All of this time and effort could have been spent implementing new things for the public to look at. Fortunately, we're not a startup forced to chase a hockey stick growth curve, nor do we have a bunch of big tech execs in our board of directors pressuring us to implement things in the order that pleases them the most. No down rounds for us, nor quarterly GitHub Star quotas to meet.
When we started this work we knew perfectly well that rewrites are really, really hard and we chose to pay this price now in order to invest in better foundations for the future. A two year slowdown is nothing compared to the increased productivity that the new codebase will afford us moving forward. Similarly, we need reliable infrastructure if we want to be serious about our goal of creating a compiler that can support sub-millisecond incremental rebuilds of arbitrarily large codebases.

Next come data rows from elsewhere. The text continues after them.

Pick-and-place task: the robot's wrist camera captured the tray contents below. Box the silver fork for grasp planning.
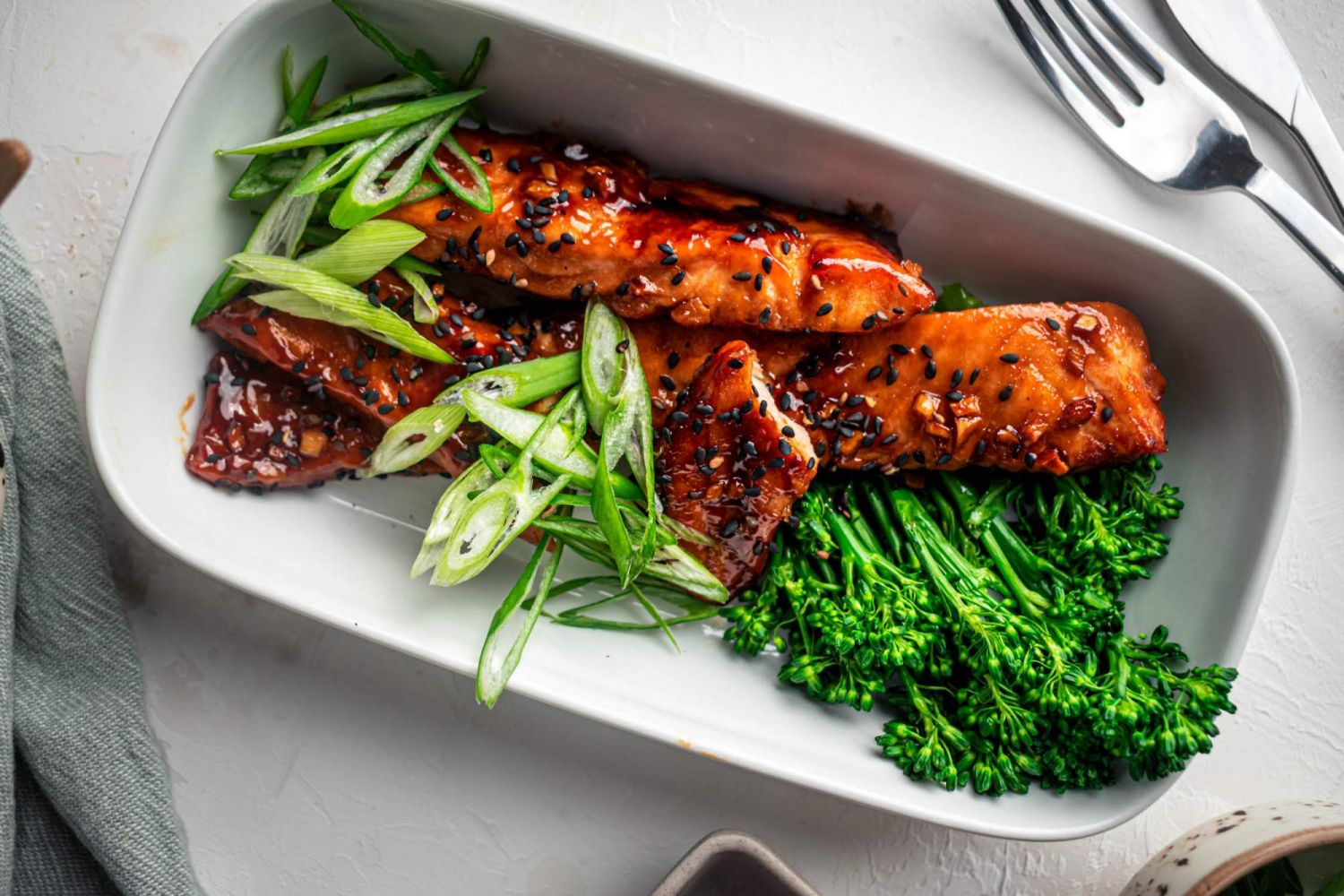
[997,0,1344,286]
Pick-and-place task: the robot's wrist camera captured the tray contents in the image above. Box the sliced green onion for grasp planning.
[581,301,660,586]
[304,221,346,248]
[457,38,491,90]
[228,56,327,200]
[223,87,486,156]
[360,404,467,478]
[297,220,422,281]
[330,108,462,228]
[280,56,327,132]
[581,302,624,435]
[429,134,495,215]
[411,462,495,579]
[360,352,580,477]
[314,75,444,121]
[288,130,397,196]
[534,516,728,603]
[548,583,720,633]
[462,392,642,500]
[228,253,453,364]
[430,390,580,586]
[392,259,438,323]
[476,529,564,707]
[593,439,642,589]
[191,148,327,323]
[332,0,453,92]
[280,44,295,108]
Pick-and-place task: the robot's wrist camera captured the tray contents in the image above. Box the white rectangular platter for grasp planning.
[81,0,1297,840]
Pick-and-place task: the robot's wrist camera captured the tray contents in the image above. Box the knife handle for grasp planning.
[1244,165,1344,292]
[1289,87,1344,221]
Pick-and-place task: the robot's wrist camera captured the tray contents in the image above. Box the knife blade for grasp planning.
[1167,0,1344,220]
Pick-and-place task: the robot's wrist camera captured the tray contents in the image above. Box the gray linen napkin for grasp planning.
[0,223,196,896]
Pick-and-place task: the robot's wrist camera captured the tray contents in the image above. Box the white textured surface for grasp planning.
[0,0,1344,896]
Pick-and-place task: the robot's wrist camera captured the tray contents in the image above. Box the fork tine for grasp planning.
[1027,0,1137,122]
[996,0,1116,140]
[1091,0,1171,81]
[1055,0,1144,103]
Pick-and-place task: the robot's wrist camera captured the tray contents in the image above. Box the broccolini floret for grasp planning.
[725,458,1236,796]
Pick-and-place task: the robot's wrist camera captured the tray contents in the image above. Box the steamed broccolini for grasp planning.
[725,458,1236,796]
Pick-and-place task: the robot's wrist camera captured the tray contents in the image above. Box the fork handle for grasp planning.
[1244,165,1344,288]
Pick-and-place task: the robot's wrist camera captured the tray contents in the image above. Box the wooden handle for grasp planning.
[0,140,32,204]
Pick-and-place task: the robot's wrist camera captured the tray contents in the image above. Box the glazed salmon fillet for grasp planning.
[387,127,937,333]
[633,302,1167,474]
[658,340,817,592]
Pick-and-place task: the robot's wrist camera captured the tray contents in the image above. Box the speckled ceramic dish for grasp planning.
[652,831,822,896]
[88,0,1297,840]
[1121,801,1344,896]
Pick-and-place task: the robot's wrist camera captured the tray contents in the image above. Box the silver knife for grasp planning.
[1167,0,1344,220]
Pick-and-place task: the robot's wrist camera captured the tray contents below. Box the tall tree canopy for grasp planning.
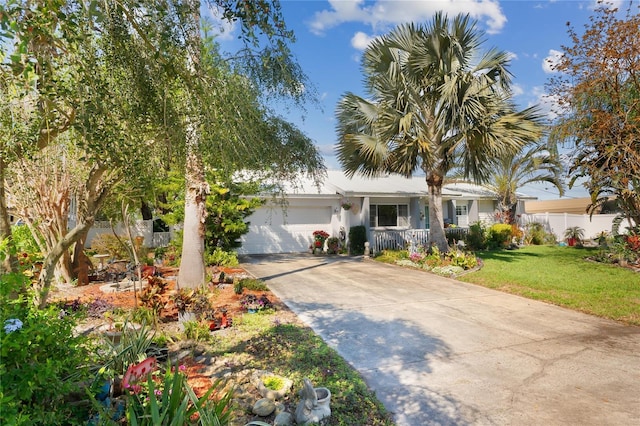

In a sense, this is the main theme of the Zig project: by tackling technical issues from the ground up, we gain a level of control that would otherwise be impossible to have. Sometimes that's a flashy adventure down unexplored paths, some other times it's a matter of putting in a lot of work, plain and simple.
Thank you to our sponsors
This work would have never been possible without the support from our sponsors. We are deeply thankful to all those who have donated to the Zig Software Foundation, and to those who have been following along despite the lack of shiny new features to play with every other week.
Your patience is about to pay off.
I'm typing up the notes for the upcoming @ziglang release (Nov 1). Sooooooooo much time was sunk into the self-hosted compiler.
— Andrew Kelley (@andy_kelley) October 19, 2022
Y'all who joined recently have no idea what's about to hit you when that development effort is redirected towards other parts of the project.